In almost every case, these dazed and confused recipients of our community’s largesse seemed receptive to our efforts but pleased most of all that someone was knocking on their door.  A person. Someone with whom to speak, even to question, even to invite in.  Standing on their front porches, entering their homes, we were the biggest thing that was going to happen to them that day.  Some seemed grateful, others merely accepting, but all were more than ready to engage in some form of personal encounter.  To have a real person to talk to was an unexpected gift.

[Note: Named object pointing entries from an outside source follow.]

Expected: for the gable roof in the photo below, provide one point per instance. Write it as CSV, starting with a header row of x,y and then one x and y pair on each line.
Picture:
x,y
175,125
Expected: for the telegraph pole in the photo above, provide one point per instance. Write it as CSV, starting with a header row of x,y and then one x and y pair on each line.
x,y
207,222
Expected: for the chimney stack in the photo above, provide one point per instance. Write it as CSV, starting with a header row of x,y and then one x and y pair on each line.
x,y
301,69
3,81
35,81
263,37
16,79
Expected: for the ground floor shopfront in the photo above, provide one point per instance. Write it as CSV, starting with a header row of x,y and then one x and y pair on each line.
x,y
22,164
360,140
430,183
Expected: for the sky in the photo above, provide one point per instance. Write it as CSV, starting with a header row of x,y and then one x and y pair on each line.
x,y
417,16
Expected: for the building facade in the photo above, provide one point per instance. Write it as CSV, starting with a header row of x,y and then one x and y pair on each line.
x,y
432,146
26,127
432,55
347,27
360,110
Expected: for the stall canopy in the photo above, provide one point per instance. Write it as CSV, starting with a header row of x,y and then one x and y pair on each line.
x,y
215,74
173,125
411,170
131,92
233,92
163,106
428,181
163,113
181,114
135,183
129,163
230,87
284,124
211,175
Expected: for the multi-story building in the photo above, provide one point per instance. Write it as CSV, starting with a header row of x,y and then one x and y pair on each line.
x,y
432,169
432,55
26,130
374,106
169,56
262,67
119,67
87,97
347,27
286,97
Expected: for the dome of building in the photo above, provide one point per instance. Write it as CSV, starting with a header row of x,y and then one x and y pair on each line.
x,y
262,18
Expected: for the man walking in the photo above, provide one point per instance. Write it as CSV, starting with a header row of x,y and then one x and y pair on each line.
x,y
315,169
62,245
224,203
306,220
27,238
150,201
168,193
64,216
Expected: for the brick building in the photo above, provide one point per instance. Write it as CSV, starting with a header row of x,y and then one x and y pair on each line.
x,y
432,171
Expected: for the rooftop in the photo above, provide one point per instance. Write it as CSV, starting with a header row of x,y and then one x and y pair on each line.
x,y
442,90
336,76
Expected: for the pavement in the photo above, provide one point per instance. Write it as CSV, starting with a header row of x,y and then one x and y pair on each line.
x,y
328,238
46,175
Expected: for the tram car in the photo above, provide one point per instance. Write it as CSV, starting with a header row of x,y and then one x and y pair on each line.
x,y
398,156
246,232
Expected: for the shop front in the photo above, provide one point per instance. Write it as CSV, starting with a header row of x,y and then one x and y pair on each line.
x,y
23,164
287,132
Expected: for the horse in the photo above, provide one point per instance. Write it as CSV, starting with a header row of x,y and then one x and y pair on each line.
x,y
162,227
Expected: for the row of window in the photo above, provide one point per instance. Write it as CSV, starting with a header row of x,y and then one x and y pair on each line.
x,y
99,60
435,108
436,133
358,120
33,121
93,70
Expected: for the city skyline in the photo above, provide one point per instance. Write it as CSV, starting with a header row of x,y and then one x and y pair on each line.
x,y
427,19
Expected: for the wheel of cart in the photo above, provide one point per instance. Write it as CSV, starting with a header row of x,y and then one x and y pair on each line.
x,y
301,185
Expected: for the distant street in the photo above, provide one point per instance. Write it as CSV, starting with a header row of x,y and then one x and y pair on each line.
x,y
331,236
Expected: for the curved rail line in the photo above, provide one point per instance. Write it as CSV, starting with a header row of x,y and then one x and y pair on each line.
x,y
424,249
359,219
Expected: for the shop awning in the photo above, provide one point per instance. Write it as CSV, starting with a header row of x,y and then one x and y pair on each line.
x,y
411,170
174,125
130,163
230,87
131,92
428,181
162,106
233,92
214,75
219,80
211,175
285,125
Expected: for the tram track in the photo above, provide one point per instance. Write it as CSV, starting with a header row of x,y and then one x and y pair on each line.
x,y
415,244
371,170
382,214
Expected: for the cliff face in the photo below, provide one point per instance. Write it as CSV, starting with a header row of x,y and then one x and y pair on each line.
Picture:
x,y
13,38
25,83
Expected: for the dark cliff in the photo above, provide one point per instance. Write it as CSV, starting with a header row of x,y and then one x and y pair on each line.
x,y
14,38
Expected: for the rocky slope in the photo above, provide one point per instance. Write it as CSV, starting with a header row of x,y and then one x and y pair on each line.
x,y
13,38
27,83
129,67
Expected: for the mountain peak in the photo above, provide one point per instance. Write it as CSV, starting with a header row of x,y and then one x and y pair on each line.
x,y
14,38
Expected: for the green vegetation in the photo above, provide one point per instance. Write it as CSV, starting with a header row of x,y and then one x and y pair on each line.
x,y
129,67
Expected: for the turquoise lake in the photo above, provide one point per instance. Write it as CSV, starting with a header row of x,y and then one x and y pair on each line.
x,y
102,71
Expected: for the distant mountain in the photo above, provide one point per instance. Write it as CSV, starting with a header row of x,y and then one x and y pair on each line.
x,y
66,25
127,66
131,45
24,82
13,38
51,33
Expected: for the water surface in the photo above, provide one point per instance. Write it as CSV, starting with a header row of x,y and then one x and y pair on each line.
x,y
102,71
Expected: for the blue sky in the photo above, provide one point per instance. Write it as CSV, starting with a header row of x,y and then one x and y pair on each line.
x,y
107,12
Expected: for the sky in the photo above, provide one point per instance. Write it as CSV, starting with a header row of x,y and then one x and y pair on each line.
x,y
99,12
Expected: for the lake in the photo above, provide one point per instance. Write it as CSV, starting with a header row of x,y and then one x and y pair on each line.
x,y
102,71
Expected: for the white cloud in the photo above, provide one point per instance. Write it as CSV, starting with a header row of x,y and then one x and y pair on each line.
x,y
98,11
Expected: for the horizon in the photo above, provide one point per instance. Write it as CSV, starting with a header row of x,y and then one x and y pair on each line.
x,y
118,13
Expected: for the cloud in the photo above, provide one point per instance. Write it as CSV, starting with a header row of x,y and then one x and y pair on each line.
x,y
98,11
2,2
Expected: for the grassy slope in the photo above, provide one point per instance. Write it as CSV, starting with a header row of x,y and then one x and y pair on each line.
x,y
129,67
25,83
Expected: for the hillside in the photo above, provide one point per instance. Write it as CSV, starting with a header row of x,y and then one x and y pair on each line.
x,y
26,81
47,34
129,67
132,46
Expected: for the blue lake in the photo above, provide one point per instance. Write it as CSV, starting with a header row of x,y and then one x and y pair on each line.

My greatest fear about the COVID-19 shutdown is that we will get good at avoiding just such encounters.  The technological wonders of virtuality, toward which we were already moving, now appear not only more attractive but also safer and, in many cases, just as effective.  Soon, if not already, we will be able to live without “other people,” or at least, without engaging them in person.

The congregation where my wife and I worship, like so many other congregations today, is livestreaming its services, which is a gift to the rest of us who are now “shut-in.”  I am grateful for this option, which is far better than my private devotions and in truth, provides some measure of connection with others.  But it is not the same.  In fact, this experience of being “shut-in” has reminded me of how often Jesus touched those whom he healed, how the psalmist insisted that the goodness of the Lord was something that could be tasted and seen, how Jesus, in giving his disciples one last gift, shares with them his body and blood in bread and wine.  Despite the efforts of some of the best theologians in our tradition, such gifts cannot be spiritualized or reduced to what memory can recall or dismissed altogether.  “This is my body” is not a virtual reality.

Nor is it merely a liturgical or ecclesiastical inconvenience.  What is being thrown at this stupid virus today is not just the intellectual or even spiritual gifts of medical experts, but precisely the bodies of nurses and doctors, orderlies and first responders, all of whom are sacrificing their bodies that others might be treated and even healed.  Theirs is certainly no virtual reality but the all too stark reality of an embodied grace that cares for another.

So, yes, I know that the world will change as a result of this virus and the remarkable efforts, not least the technological efforts, employed to defeat it.  And for all I know, the resulting world will be better and even more equitable than the one we currently inhabit.  But I hope we will not forget what a privilege it is simply as Christians to meet together, to worship together, to engage with one another in person.  There is something, as Dietrich Bonhoeffer knew, about the heart of the gospel that calls us into a life together— not a life of silent privacy or virtuality, but the smelly, fleshly, joyfully carnate life together.  From the isolation of an underground seminary, and soon to be imprisoned, Bonhoeffer in “Life Together” reminds us:

“The physical presence of other Christians is a source of incomparable joy and strength to the believer. … The believer need not feel any shame when yearning for the physical presence of other Christians, as if one were still living too much in the flesh. A human being is created as a body; the Son of God appeared on earth in the body for our sake and, was raised in the body.   In the sacrament the believer receives the Lord Christ in the body, and the resurrection of the dead will bring about the perfected community of God’s spiritual-physical creatures. … The prisoner, the sick person, the Christian in the diaspora recognizes in the nearness of a fellow Christian a physical sign of the gracious presence of the triune God.   In their loneliness, both the visitor and the one visited recognize in each other the Christ who is present in the body.  They receive and meet each other as one meets the Lord, in reverence, humility, and joy.”

So may we rightly long for what we do not have, looking forward to what one day we will have again, and celebrate with grateful hearts the life that is ours, even now, in the body of Christ.

Thomas W. Currie is professor emeritus of theology at Union Presbyterian Seminary in Charlotte, North Carolina.